01] (Aziona und Hiram:) »Wir beide sind nun schon ganz in der Ordnung zu glauben, daß du vor allem ein Halbgott bist, und dieser junge Mann (Johannes) auch; die andern haben uns zwar von ihren götterhaften Eigenschaften nichts merken lassen, werden aber sicher auch so etwas sein, weil sie zu euch beiden gehören! Nur der eine dort mit einer ziemlich finstern Miene hat noch ein stark menschliches Aussehen und wird unter euch nur etwa ein etwas besserer Mensch sein, weil wir ehedem bemerkt haben, als das feindliche Schiff sich dem Ufer näherte, wie er sehr besorgt seine Geldbörse unter dem Unterrocke gar emsig zu verbergen suchte; denn Götter bedürfen dieses Erdmistes nicht!«
02] Hier kam es einigen Jüngern nahe zum Lachen, und Thomas klopfte dem Judas Ischariot hübsch fest auf die Achsel und sagte: »Gut geschossen, Hirte! Deine Pfeile gehen nach der Linie! Das war einmal ein Hieb zur rechten Zeit! Ich hätte dir dein Liebäugeln mit dem Schiffe und mit jener Felsenwand dort gerne ganz laut verwiesen; aber ich dachte es mir: 'Solches wird vielleicht schon jemand anders tun!' Und richtig, ich habe mich in meiner wahrhaft sehnlichsten Erwartung nicht getäuscht! Schau, du hättest dich vorhin leicht von einem gefälligen Bären gleich mit unter jene Felsenwand hintragen lassen können! Wenn du zufälligerweise nicht mit den an andern von echt indischen Leckmäulern mit verspeist worden wärest, so hättest du morgen früh ganz schön alle die dortigen Kostbarkeiten dir zu eigen machen können! Aber jetzt sieht die Geschichte schon ein wenig bedenklich aus!

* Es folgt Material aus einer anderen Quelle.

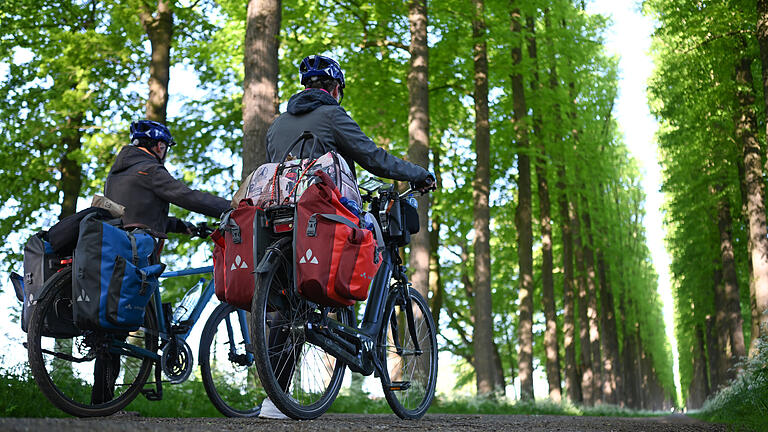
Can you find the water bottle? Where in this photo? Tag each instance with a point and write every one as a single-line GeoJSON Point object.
{"type": "Point", "coordinates": [412, 201]}
{"type": "Point", "coordinates": [188, 303]}
{"type": "Point", "coordinates": [351, 206]}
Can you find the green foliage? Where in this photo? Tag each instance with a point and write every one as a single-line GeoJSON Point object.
{"type": "Point", "coordinates": [20, 395]}
{"type": "Point", "coordinates": [98, 72]}
{"type": "Point", "coordinates": [745, 401]}
{"type": "Point", "coordinates": [692, 93]}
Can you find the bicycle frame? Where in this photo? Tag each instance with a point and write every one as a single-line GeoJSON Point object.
{"type": "Point", "coordinates": [166, 332]}
{"type": "Point", "coordinates": [362, 356]}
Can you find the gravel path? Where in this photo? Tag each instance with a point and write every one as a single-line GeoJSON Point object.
{"type": "Point", "coordinates": [358, 422]}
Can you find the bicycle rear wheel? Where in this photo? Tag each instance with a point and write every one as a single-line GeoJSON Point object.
{"type": "Point", "coordinates": [411, 372]}
{"type": "Point", "coordinates": [229, 372]}
{"type": "Point", "coordinates": [301, 379]}
{"type": "Point", "coordinates": [78, 374]}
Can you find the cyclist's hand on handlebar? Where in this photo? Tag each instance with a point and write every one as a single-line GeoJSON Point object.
{"type": "Point", "coordinates": [202, 230]}
{"type": "Point", "coordinates": [425, 185]}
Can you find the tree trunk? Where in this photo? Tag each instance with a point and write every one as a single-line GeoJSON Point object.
{"type": "Point", "coordinates": [698, 391]}
{"type": "Point", "coordinates": [629, 357]}
{"type": "Point", "coordinates": [730, 281]}
{"type": "Point", "coordinates": [587, 375]}
{"type": "Point", "coordinates": [551, 345]}
{"type": "Point", "coordinates": [755, 330]}
{"type": "Point", "coordinates": [592, 311]}
{"type": "Point", "coordinates": [262, 67]}
{"type": "Point", "coordinates": [572, 381]}
{"type": "Point", "coordinates": [746, 130]}
{"type": "Point", "coordinates": [159, 28]}
{"type": "Point", "coordinates": [483, 338]}
{"type": "Point", "coordinates": [435, 279]}
{"type": "Point", "coordinates": [611, 365]}
{"type": "Point", "coordinates": [418, 136]}
{"type": "Point", "coordinates": [523, 218]}
{"type": "Point", "coordinates": [725, 351]}
{"type": "Point", "coordinates": [713, 356]}
{"type": "Point", "coordinates": [71, 171]}
{"type": "Point", "coordinates": [759, 297]}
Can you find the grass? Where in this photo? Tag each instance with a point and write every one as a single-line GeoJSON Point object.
{"type": "Point", "coordinates": [744, 403]}
{"type": "Point", "coordinates": [189, 400]}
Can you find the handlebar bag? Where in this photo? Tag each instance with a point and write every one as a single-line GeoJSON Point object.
{"type": "Point", "coordinates": [41, 263]}
{"type": "Point", "coordinates": [239, 243]}
{"type": "Point", "coordinates": [335, 260]}
{"type": "Point", "coordinates": [63, 236]}
{"type": "Point", "coordinates": [114, 274]}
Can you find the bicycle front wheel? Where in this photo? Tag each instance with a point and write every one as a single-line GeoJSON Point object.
{"type": "Point", "coordinates": [301, 379]}
{"type": "Point", "coordinates": [78, 374]}
{"type": "Point", "coordinates": [410, 367]}
{"type": "Point", "coordinates": [228, 371]}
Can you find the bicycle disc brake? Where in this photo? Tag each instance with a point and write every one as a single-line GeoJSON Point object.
{"type": "Point", "coordinates": [176, 361]}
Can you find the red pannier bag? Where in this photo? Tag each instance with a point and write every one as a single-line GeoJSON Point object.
{"type": "Point", "coordinates": [335, 260]}
{"type": "Point", "coordinates": [234, 256]}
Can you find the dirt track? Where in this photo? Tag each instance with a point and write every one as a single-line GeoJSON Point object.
{"type": "Point", "coordinates": [357, 422]}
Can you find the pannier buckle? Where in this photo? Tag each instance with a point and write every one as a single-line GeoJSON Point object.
{"type": "Point", "coordinates": [312, 226]}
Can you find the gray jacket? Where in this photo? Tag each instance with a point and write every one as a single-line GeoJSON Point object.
{"type": "Point", "coordinates": [316, 111]}
{"type": "Point", "coordinates": [141, 183]}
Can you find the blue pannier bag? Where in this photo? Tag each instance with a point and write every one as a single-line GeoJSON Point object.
{"type": "Point", "coordinates": [114, 274]}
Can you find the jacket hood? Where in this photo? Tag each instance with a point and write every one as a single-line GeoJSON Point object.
{"type": "Point", "coordinates": [309, 100]}
{"type": "Point", "coordinates": [130, 156]}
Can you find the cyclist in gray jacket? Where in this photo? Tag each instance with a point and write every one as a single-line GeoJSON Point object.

03] Nun, weil du nur dein Scherflein bei der herannahenden Gefahr ins Trockne unter den Unterrock gebracht hast, so bist du als ein guter Wirt und Ökonom ja ohnehin sehr zu loben! Aber weißt du, mit dem heimlichen Absammeln, wie du es in Kis - weißt, im großen Hofe! - und beim Markus bei den Zelten des Ouran versucht hast, wird es hier nichts tragen! Ja, bei dieser Gelegenheit scheint für dich Armen wahrlich kein Weizen zu blühen! Ich an deiner Stelle hätte dieser Gesellschaft schon lange den Rücken gekehrt!«
04] Hierauf weiß Judas Ischariot eigentlich gar nichts zu erwidern und steckt alles ganz ruhig ein; denn er hat bei Meiner unerbittlichen Bestrafung der Wüteriche eine große Furcht vor Mir bekommen. Aber er legte sich darauf bald auf den Rasen nieder und fing an zu schlafen.
05] Hierauf sagte erst Hiram: »Ja, ja, jetzt habe ich mir den Mann erst so recht gut angesehen! Er ist derselbe, den ich in meinem euch bekannten Lichttraume ganz dunkel und ohne alles Licht gesehen habe; du, Herr und Meister, aber warst der Leuchtendste! - Aber sagt mir nun, ihr himmlischen Freunde, habt ihr denn nach unserer menschlichen Weise keinen Schlaf und keine Müdigkeit? Wir würden uns nun gleich um allerlei Matten, die wir haben, und sonstiges Lagerzeug umsehen!«

Die Vorzüge der Nachtruhe auf Liegestühlen.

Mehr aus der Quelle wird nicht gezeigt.